The invention discloses molecular labeling, detection method and its applications that one influences goat early growth.The molecular labeling of one influence goat early growth traits, the molecular labeling is located at 502 site of goat MC4R gene, and has A/G polymorphism, and AA type goat early stage weight is higher than GG type goat early stage weight.A kind of method of early screening fast-growth goat line, it is characterised in that the polymorphism including detecting 502 site of goat MC4R gene selects AA type individual to reserve seed for planting.The accuracy of goat growth trait selection can be improved in this method, chooses seeds for extreme early, to accelerate the process of goat rearing new variety.

Description

Molecular labeling, detection method and its application of one influence goat early growth
Technical field
The invention belongs to molecular biology fields, are related to molecular labeling, the detection method of an influence goat early growth And its application.
Background technique
Melanocortin receptor-4 (Melanocortin receptor-4, MC4R) is hypothalamus of animals ventromedial nucleus point A kind of peptide matters secreted are one of 5 hypotypes of melanocortin receptor family, it belongs to g protein coupled receptor super families, For cross-film neuroceptor.In mammals, MC4R have the function of mediate Leptin albumen, be an adjustings energy balance and The signal of interest molecule of homeostasis energy.MC4R by with its endogenic ligand melanocortin hormone or agouti chromoprotein and Agouti GAP-associated protein GAP combines, to play a crucial role in control appetite and weight stable state.1993, Gantz etc. was at first The MC4R gene of people is cloned, and is located with fluorescence in situ hybridization method on No. 18 chromosomes of people.1997, Huszar etc. demonstrates key effect of the MC4R in energy balance for the first time, i.e. heredity occurs in the mouse of genetic knockout MC4R gene Property it is fat, show the symptoms such as more food, obesity, insulisms.

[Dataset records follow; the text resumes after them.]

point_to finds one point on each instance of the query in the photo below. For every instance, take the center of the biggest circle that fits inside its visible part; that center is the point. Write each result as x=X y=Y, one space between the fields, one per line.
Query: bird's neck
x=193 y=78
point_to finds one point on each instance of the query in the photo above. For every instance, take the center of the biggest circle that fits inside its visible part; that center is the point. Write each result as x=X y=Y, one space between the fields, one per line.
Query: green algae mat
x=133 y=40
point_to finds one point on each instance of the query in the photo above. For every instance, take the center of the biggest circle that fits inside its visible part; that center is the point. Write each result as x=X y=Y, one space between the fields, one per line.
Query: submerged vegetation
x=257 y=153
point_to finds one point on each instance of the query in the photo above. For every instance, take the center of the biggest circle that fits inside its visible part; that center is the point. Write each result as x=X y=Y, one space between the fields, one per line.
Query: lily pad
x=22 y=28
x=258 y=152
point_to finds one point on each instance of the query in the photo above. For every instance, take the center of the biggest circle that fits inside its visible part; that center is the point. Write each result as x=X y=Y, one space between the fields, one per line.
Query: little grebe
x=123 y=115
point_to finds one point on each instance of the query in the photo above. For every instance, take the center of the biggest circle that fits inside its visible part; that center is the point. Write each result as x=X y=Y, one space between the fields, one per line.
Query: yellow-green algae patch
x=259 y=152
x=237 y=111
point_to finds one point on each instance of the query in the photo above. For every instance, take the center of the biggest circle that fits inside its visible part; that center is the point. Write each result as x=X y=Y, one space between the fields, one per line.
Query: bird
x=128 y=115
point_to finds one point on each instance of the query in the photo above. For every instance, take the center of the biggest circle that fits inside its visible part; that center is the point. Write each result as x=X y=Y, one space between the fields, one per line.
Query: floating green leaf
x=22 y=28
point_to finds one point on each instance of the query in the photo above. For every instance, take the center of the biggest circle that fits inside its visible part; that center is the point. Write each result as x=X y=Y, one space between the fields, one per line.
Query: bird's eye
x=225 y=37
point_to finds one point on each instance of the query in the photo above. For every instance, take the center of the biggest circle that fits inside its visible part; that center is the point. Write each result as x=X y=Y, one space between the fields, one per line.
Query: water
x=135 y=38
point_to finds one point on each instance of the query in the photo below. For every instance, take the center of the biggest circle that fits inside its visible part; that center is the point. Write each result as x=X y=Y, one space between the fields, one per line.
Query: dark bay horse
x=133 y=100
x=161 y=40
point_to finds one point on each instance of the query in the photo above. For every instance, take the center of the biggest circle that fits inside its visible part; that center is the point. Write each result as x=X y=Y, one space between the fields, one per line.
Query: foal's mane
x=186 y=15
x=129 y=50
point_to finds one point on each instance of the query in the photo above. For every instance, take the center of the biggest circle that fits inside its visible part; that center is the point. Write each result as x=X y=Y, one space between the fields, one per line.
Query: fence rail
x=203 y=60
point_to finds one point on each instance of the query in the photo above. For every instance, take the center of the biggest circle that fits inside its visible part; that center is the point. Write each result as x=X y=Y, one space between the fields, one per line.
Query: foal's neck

The discoveries such as Kim in 2000 find that there are 1 G → A missense mutation at pig MC4R gene extron 892bp, this is prominent Change cause I restriction enzyme site of Taq to change, and cause the 298th amino acids of MC4R albumen by Aspartic acid mutations be asparagus fern Amide (Asp298Asn), in 5 Commercial lines swinerys, the speed of growth, feed intake and the back in the mutational site and part strain Fat thickness is significantly associated with, and wherein AA genotype has the effect for significantly improving daily gain, feed intake and the thickness of backfat.Jokubka etc. into The A allele that one step demonstrates the MC4R Gene A sp298Asn variant sites in the white pig of Lithuania, which has to significantly improve, to increase day by day Weight, lean meat percentage and the effect for reducing the thickness of backfat.The results of study such as Li Xingrun show the site MC4R Gene A sp298Asn really and certain The growth traits of a little breeding pigs is significantly associated with, but in different cultivars, and the specific effect in the site may be different. L.Fontanesl etc. analyzes the relationship in 6 sites SNPs and production performance of Italian Landrace MC4R gene, as a result confirms The characters such as Asp298Asn variant sites and the thickness of backfat and feedstuff-meat ratio are significant related.Liu Guilan etc. is using PCR-RFLP technology point Analyse the polymorphism distribution in MC4R Gene Partial segment site Asp298Asn in pig Resource family group, the results showed that, MC4R Genotype frequency has different distributions in different cultivars group, fat thickness, buttocks fat thickness, average backfat, eye muscle between pig Thoracolumbar disk Area, skin rate are in significant correlation.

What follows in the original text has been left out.